会社が取引先との飲食や、ゴルフ、贈答品を送ったりといった、いわゆる交際費(接待交際費)といわれるような費用を支出した場合、その一部に税金がかかります。
そんなバカな!と思われるかもしれませんが、法律でそのように決められてしまっているんですね。このような制度が設けられたのは、企業の冗費支出に対する批判に応えるためと言われています。会社のお金で飲み食いして、それを経費にできるなんてけしからん!というわけです。経営者としてはフザケるな!と言いたくなりますが、こればかりはしょうがありません。少しでも損をしないようにポイントを解説します。
交際費に税金がかかる仕組みとは?
交際費にどのようにして税金がかかるのか、どれくらいの税金がかかるのか図で説明したいと思います。
会社に対する税金は、通常、売上から経費を引いた利益(黄色の部分)に税率をかけて計算します。図1のように利益が500万円の場合、税率を40%とすると、
500万円×40%=200万円の税金になります。
ただし、図1のケースでは経費の中に交際費100万円が含まれていますので、その交際費の一部にも税金がかかります。

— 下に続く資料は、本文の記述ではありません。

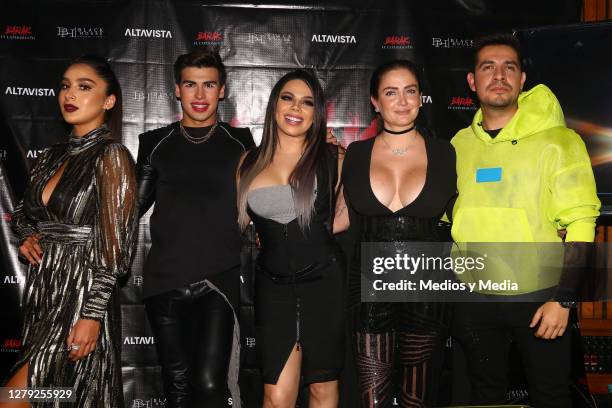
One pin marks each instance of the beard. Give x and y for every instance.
(499, 101)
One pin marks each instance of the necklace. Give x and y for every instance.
(401, 132)
(198, 140)
(398, 151)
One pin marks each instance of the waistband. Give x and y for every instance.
(399, 228)
(64, 233)
(312, 272)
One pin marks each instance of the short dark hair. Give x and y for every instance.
(200, 58)
(498, 39)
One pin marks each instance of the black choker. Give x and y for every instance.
(401, 132)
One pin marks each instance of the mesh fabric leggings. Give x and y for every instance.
(399, 351)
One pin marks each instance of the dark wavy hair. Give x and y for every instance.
(113, 116)
(302, 178)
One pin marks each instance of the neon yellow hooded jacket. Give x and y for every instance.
(543, 180)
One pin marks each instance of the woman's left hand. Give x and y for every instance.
(84, 335)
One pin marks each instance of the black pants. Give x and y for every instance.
(485, 331)
(193, 328)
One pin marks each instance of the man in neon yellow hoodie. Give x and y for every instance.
(522, 176)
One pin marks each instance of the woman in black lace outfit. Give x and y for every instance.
(397, 187)
(77, 224)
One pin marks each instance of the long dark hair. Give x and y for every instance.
(113, 116)
(302, 177)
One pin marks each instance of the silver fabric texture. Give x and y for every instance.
(88, 230)
(273, 202)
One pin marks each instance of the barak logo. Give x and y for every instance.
(12, 279)
(147, 33)
(397, 42)
(335, 39)
(17, 32)
(149, 403)
(23, 91)
(462, 103)
(11, 346)
(154, 96)
(135, 340)
(208, 38)
(438, 42)
(80, 32)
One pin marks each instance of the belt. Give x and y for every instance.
(64, 233)
(312, 272)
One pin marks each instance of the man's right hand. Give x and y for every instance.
(30, 249)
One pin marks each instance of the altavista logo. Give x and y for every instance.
(147, 33)
(336, 39)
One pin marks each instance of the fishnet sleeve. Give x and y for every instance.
(115, 227)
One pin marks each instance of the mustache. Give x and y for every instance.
(500, 84)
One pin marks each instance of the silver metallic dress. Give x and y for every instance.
(88, 229)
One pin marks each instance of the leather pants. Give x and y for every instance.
(193, 328)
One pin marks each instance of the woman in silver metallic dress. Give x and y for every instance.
(77, 224)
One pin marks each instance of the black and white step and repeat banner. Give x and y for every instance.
(341, 40)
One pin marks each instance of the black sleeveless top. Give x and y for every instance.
(415, 221)
(287, 249)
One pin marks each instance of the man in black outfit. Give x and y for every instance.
(191, 275)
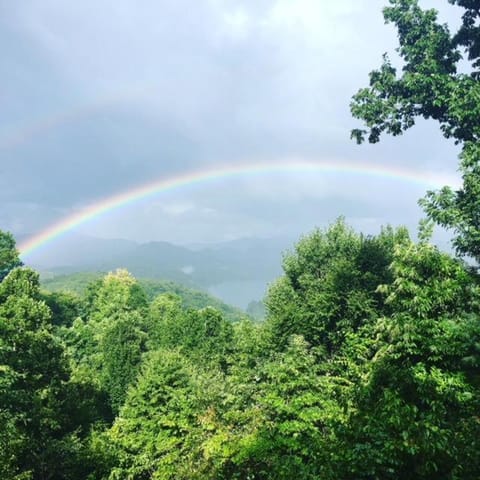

費用の中に交際費が含まれる場合、原則としてその交際費の10%(図2の黄色の部分)が利益に加算されて税金が計算されます。
図2の場合で図1と同様に税金を計算すると、
(500万円+10万円)×40%=204万円の税金になります。
交際費のうち税金の対象となる額は、会社の資本金によって違います。
資本金が1億円を超える会社は、交際費の全額が税金の対象となります。
資本金が1億円以下の会社は、交際費の原則10%が税金の対象になり、年間の支出額が600万円を超える場合は、超えた部分の全額が税金の対象となります。
図解すると以下のようになります。
図3のように年間の交際費の支出額が200万円なら20万円が税金の対象となります。図4のように年間の交際費の支出額が800万円なら260万円が税金の対象となります。
ちなみに交際費に税金がかかるのは、株式会社などの法人だけです。個人事業主の場合は、この制度の適用はありません。
また、飲食や贈答品の経費などでも、家族との食事など事業と全く関係の無いものは、家事費として経費にはなりませんのでご注意下さい。
どのようなものが交際費となるのか
交際費の一部に税金がかかるとすると、どんな経費が交際費になるのかということが重要になります。税務調査でもここが問題になることが多いのです。
税法では、交際費について「交際費等とは、交際費、接待費、機密費その他の費用で、法人が、その得意先、仕入先その他事業に関係のある者等に対する接待、供応、慰安、贈答その他これらに類する行為のために支出するものをいう。」と規定しています。
この規定では、接待、供応等に関連して支出するものも交際費に含まれるため、一般に接待費と考えられているよりも範囲が広く、会社で「交際費」として処理していないものも含まれます。例えば、得意先を接待するための送迎に使ったタクシー代のような交通費なども含まれます。よって広告宣伝費、売上割戻し、販売奨励金、福利厚生費、会議費といった判断に迷うようなものの経理処理には注意が必要です。判断に迷ったら弊所までご相談くださいね。
交際費とならないものとは
接待、供応、慰安、贈答その他これらに類する行為のために支出するものであっても、一定の条件に該当するものは法令により交際費から除かれています。具体的には次のようなものです。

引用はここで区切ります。